My mistake. I know the Fab Echo uses a Princeton Technologies PT2399 digital chip (easily modded to produce as much as 350msec delay time rather than the single stock delay time), but was under the (obviously mistaken) impression that the first of the Danelectro pedals (in the heavy cast chassis) used a standard MN3205 BBD chip. As this picture illustrates - http://www.e-basteln.de/harp/Images/large_disassembly.jpg - the basis of the pedal is a 40-pin chip, which I take to be the PT2395, a digital delay chip, and a decent one. The pins for an 18-pin chip right beside it is undoubtedly the 256K DRAM chip needed by the PT2395 to provide 800ms of delay.

Though opinions vary about how effectively a digital delay can match the quality of an all-analog, my sense is that with the right filtering, it can do a helluva decent job.
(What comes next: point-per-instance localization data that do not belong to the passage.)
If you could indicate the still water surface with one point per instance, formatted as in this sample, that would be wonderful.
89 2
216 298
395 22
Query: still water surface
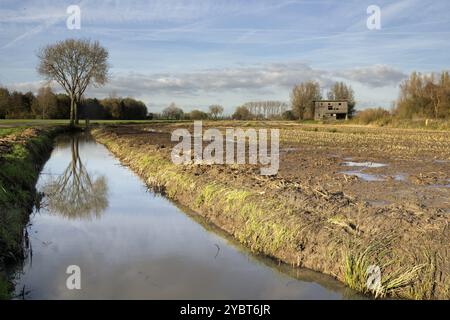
131 243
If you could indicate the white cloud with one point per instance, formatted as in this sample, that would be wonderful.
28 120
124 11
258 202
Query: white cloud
374 76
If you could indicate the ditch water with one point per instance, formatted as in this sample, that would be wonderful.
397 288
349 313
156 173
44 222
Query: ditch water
131 243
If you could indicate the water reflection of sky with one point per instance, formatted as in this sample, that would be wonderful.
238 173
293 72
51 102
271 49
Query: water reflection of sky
143 246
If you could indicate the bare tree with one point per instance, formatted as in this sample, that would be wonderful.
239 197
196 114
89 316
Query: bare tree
302 98
215 110
74 64
173 112
74 194
267 109
341 91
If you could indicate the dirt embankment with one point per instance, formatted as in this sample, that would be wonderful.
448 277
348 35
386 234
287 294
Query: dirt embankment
22 155
317 213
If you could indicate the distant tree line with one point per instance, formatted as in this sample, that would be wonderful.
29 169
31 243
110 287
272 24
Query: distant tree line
424 96
48 105
173 112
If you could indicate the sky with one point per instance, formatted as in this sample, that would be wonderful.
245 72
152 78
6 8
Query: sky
201 52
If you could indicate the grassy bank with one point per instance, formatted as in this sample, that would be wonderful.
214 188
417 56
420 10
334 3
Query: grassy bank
297 222
22 154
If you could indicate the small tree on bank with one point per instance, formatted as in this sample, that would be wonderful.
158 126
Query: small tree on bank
74 64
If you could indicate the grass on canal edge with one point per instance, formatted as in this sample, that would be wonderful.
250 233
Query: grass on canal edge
21 159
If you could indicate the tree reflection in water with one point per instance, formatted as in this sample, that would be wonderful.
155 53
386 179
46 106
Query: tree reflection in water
74 194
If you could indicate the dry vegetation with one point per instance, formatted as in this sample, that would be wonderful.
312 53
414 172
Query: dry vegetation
311 214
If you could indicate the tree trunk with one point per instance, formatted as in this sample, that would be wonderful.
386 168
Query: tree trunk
76 112
72 114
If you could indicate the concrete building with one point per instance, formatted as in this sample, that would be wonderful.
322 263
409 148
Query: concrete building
330 110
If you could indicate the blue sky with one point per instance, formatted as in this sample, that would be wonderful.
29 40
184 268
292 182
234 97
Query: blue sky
199 52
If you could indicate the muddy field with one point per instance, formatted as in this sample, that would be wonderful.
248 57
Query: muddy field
348 197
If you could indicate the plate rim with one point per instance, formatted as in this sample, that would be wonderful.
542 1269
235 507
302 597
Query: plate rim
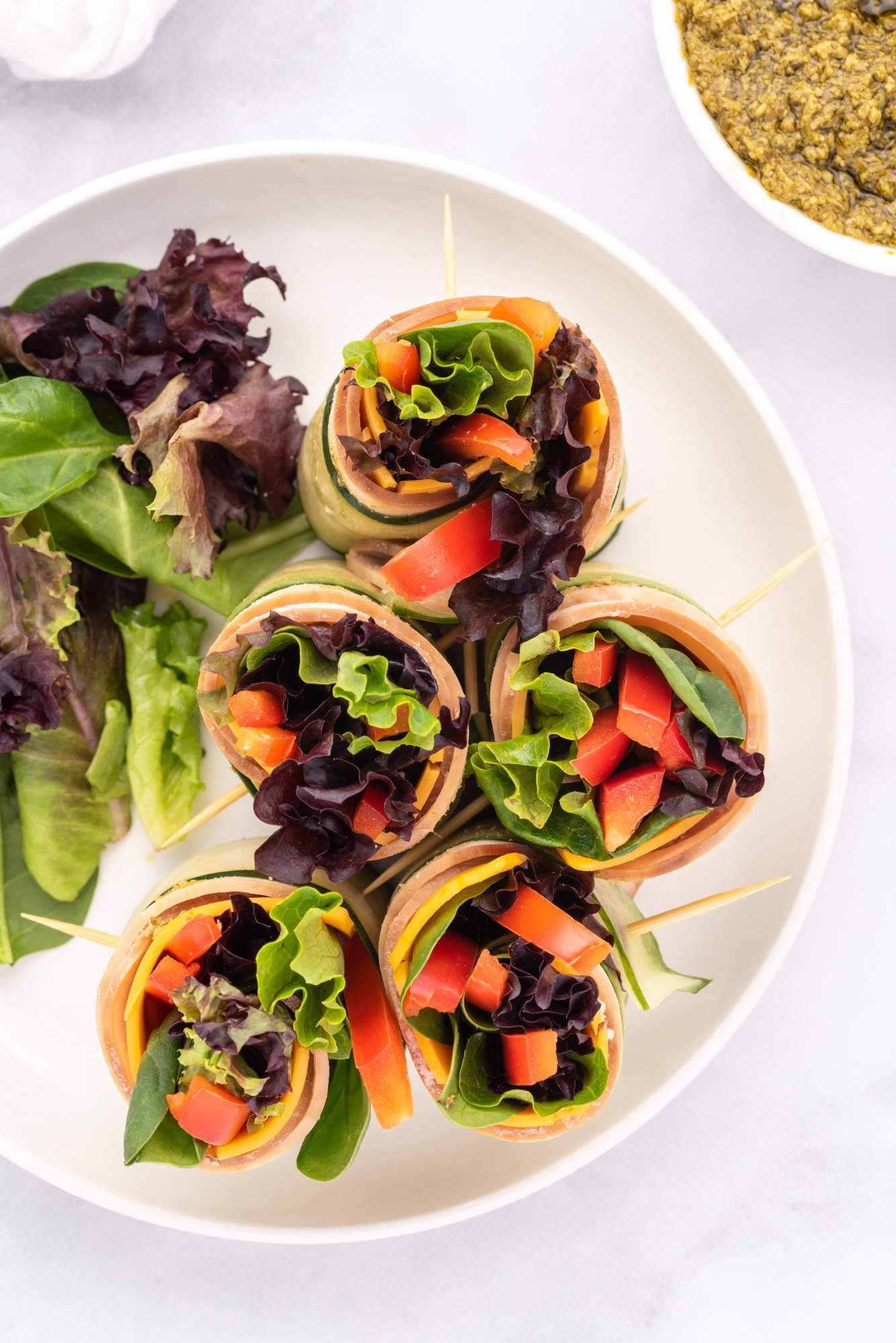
852 252
843 661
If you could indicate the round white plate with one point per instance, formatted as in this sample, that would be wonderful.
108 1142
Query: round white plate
357 234
729 166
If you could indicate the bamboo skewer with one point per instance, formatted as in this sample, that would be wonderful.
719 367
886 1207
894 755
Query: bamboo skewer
426 845
205 815
103 939
636 930
769 585
450 256
698 907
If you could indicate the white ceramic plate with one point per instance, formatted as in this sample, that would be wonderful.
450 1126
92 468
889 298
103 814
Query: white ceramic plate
729 166
357 234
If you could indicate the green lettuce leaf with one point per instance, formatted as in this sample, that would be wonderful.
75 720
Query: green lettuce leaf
306 961
85 275
334 1141
464 367
20 894
362 682
50 443
150 1133
164 751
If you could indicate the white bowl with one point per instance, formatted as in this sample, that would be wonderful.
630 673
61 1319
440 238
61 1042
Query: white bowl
729 166
357 233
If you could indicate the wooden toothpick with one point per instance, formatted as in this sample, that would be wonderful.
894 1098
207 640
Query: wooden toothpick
698 907
769 585
205 815
103 939
450 257
426 847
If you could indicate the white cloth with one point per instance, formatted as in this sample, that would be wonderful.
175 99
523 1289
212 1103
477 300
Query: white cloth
77 40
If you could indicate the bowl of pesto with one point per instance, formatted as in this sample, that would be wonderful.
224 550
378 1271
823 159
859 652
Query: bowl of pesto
795 104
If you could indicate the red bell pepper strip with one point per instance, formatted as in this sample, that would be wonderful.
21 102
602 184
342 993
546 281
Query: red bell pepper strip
208 1113
601 749
256 708
399 363
448 554
376 1040
541 922
440 984
370 813
530 1058
487 982
485 436
195 939
646 700
268 747
538 320
166 977
626 800
596 667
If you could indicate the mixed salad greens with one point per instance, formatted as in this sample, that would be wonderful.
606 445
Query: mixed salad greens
141 438
624 737
238 999
340 718
513 401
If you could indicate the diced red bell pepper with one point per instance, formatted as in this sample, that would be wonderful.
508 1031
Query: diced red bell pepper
674 751
208 1113
376 1040
256 708
401 725
193 939
597 667
485 436
537 319
624 801
370 813
440 984
166 977
487 982
646 700
601 749
545 925
530 1058
268 747
399 363
448 554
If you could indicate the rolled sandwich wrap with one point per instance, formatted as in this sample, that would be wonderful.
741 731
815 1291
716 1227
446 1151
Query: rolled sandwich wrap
640 742
444 406
346 721
255 1023
438 925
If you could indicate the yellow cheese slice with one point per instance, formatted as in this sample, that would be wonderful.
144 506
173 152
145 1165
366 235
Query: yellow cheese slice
575 860
271 1127
482 872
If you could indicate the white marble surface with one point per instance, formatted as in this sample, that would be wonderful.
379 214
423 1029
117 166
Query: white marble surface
762 1203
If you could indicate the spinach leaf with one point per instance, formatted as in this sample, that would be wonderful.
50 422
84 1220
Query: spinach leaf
20 894
50 443
106 524
464 366
150 1133
334 1141
307 961
86 275
164 749
705 695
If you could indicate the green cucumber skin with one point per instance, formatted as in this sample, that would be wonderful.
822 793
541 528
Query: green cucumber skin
334 515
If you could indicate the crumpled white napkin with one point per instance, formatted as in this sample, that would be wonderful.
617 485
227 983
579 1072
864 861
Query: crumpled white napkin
77 40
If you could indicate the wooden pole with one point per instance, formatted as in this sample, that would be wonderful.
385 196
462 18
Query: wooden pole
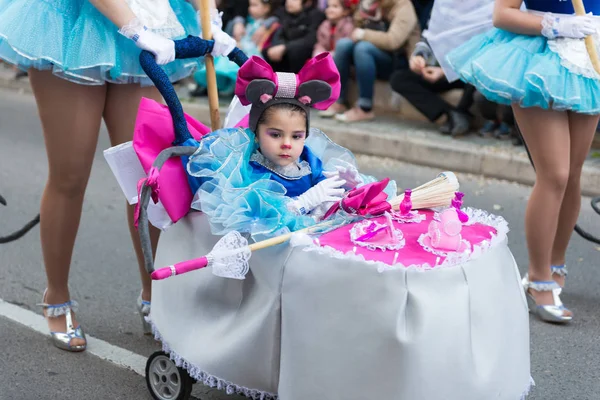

In his effects pedal book, Dave Hunter interviews Roger Mayer, and Mayer makes some interesting observations about digital delays. What he suggests is that the real differences between analog and digital occur during the note decay. While the signal amplitude is high, it is encoded by more bits, where once the note tapers off, there are fewer bits to encode it and you start to creep into quantization error with the last wisps of the delayed signal. Some folks would argue with that, though I would not classify myself as someone who knows enough about the state-of-the-art in a/d conversion to be able to argue staunchly one way or the other. Certainly 10 years ago, he probably would have been correct. Whether his concerns matter any more is something I'll leave to the experts.

But yes, you were absolutely correct.